However, Njue then also boldly claimed that ‘thankfully prostitution and homosexuality are alien to Kenyan society’. Now make-believe is great – I have an alternative world in my head in which I own a sizeable collection of Prada shoes and am having coffees with Zaha Hadid to discuss the house she’ll design for me. But apart from that, I strive to be a little more empirical.

I do understand that the good cardinal must be very busy with church matters, and probably doesn’t get to hang out much in pubs and bars where you’d encounter prostitutes. Perhaps he doesn’t drive along Kenyatta Avenue past the working ladies in the evening much. Most likely he doesn’t spend much time in the bars where Nairobi’s gay community drinks. Maybe he has no gaydar and just wouldn’t spot them anywhere around him. But both prostitution and homosexuality are very much part of the fabric of society in Kenya as anywhere else in the world. And since the previous US administration has so powerfully demonstrated what an enduring mess you can create with the Bush II approach to reality ("I know what I believe. I will continue to articulate what I believe and what I believe — I believe what I believe is right."), I’m respectfully dedicating today’s column to Mr Njue and the pursuit of facts.
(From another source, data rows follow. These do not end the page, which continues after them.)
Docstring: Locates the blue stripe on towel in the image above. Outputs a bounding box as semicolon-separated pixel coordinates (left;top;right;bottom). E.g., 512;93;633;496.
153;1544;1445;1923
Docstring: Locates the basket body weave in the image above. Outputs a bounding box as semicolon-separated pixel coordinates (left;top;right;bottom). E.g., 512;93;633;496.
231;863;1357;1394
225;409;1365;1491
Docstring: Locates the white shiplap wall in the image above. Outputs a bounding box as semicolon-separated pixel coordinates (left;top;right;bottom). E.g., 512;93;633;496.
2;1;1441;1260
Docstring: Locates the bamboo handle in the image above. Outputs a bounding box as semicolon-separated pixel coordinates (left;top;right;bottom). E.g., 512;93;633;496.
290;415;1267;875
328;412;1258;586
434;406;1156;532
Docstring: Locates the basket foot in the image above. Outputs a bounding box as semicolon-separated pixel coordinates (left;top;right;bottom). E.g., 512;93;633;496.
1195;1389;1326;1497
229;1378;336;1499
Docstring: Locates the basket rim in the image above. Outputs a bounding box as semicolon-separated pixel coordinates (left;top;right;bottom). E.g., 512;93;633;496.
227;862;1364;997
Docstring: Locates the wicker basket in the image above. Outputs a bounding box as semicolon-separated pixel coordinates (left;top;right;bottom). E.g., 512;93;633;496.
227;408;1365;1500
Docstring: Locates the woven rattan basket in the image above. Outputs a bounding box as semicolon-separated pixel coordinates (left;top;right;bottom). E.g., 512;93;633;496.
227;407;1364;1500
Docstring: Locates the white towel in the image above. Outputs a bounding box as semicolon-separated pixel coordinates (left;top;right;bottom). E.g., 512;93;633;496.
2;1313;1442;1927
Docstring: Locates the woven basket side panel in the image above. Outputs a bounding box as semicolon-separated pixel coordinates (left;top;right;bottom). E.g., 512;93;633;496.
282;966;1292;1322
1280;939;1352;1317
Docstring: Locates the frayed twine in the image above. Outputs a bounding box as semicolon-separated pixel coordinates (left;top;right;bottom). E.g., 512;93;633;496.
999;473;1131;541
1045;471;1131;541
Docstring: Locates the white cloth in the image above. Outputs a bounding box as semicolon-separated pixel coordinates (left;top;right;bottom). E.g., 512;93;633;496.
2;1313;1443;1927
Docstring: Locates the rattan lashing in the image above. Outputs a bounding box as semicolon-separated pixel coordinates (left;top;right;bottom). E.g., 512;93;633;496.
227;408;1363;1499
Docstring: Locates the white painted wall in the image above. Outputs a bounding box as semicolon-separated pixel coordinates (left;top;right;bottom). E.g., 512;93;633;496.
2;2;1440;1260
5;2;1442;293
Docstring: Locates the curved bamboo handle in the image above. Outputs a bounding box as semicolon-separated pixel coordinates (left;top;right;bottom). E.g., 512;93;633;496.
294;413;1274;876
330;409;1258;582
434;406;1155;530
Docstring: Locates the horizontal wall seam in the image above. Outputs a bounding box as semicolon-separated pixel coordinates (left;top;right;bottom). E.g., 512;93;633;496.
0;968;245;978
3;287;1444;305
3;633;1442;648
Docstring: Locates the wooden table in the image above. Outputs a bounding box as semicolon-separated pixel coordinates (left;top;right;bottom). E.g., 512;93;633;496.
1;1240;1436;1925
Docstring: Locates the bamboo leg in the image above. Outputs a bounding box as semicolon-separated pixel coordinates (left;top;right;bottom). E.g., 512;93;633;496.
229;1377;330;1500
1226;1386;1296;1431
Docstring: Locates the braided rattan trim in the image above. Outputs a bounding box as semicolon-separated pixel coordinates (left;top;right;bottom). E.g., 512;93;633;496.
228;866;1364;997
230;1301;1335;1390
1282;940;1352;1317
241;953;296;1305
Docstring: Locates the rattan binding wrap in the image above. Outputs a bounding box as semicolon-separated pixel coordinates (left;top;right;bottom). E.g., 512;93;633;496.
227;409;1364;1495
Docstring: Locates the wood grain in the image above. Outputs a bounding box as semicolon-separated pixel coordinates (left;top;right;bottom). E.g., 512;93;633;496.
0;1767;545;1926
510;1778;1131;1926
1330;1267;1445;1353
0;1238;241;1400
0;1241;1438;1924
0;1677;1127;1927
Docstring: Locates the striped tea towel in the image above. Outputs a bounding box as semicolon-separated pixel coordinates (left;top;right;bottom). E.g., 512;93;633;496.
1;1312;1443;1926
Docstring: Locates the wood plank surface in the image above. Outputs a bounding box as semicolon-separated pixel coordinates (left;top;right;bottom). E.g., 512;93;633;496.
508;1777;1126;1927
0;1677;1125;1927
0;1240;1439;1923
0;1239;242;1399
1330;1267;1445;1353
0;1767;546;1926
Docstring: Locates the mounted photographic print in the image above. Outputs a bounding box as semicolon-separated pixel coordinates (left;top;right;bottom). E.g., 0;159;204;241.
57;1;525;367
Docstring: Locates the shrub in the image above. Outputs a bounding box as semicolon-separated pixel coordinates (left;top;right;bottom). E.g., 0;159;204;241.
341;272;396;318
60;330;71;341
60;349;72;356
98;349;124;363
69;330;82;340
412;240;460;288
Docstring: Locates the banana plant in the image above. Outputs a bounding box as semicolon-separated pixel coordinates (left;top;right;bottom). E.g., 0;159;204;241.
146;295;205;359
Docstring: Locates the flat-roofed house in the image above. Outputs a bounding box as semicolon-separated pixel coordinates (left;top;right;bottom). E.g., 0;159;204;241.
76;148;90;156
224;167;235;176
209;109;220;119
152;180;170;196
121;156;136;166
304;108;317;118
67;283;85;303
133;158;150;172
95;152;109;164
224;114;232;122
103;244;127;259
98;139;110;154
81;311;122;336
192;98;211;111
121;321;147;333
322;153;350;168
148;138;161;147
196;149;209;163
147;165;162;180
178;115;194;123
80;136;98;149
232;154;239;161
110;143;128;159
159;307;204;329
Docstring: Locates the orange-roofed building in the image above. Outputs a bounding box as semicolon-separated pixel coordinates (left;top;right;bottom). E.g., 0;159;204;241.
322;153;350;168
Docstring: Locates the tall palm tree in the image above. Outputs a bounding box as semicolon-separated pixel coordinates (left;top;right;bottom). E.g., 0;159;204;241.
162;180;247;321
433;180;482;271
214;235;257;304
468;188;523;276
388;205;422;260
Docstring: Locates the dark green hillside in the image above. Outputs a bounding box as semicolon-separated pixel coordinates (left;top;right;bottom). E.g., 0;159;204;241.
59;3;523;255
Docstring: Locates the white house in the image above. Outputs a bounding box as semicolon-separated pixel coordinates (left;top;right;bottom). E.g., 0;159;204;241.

I write about ICT issues quite regularly. Apart from the infrastructure and technical issues, there’s the big area of digital content that interests me: Internet access is growing rapidly, more and more people use their mobile phones to go online, and then there’s the transition from analogue to digital TV. All of this has created vastly more space for digital content, and consequently more demand. The digital space also forces us to rethink categories like local and international: I remember Alex Okosi from MTV explaining that they would promote African content, but not exclusively so since MTV also wanted to be a window the world. I love that I don’t need to be in the UK to read the Sunday Times and have access to the NY Times every day. By the same measure, very local content becomes accessible to the world.

One of the more interesting digital ventures I have come across is a Kenyan adult content website. At first glance, it’s not very sleek at all: The graphic design is a bit basic and haphazard, as is the spelling. The videos they sell are clearly a low-cost production, no exactly super-attractive actors, very basic settings. But here is why I was impressed: Kenyans are a peculiar lot - just remember the stylish Celtel ads and how everyone turned up their noses because the models didn’t ‘look Kenyan’? Not a mistake these guys make. It’s deliberately local content and as with TV series such as Makutano Junction, the audience will identify with it. And then they take the local angle a step further by having tribal smut. Yes, really: they advertise ‘vernacular dirty talk’. They make full use of mobile payment mechanisms: send your payments by M-PESA or Zap (and no sambaza, they warn). They work with whatever technology their clients have: If you have a good internet connection, you can download the videos after payment. If not, you can order DVDs for delivery. The website also has a page with hook ups and one for pre-approved sex workers (and the latter don’t look very alien to me). While they clarify that selling videos is their main focus, this will generate extra revenues and extra traffic.

And, I just noticed, they have a little ‘Be wise – use a condom’ alert on the top left of the website. Sensible people.

It’s a great story – and at the same time common as ugali. Enterprising Kenyans are part of the global smut industry, and like everywhere else, porn uses and drives technological developments. Porn might be illegal in Kenya, but this restriction becomes meaningless in the digital space where there is a deluge of adult content already. It’s a hugely competitive space and the internet has, in fact, been a revenue killer for a large part of the established porn industry. But how many providers of digital vernacular smut do you know? Well played, I think.

I, for one, am not Catholic, so I don’t take reproductive health advice from a celibate man in a dress. But the pope’s word and that of his clerics carries weight with a great many people. So some sort of engagement with reality would be good. I recently laughed when I found the term ‘evidence-based policies’ because it seemed silly – what else would it be based on? I don’t laugh anymore.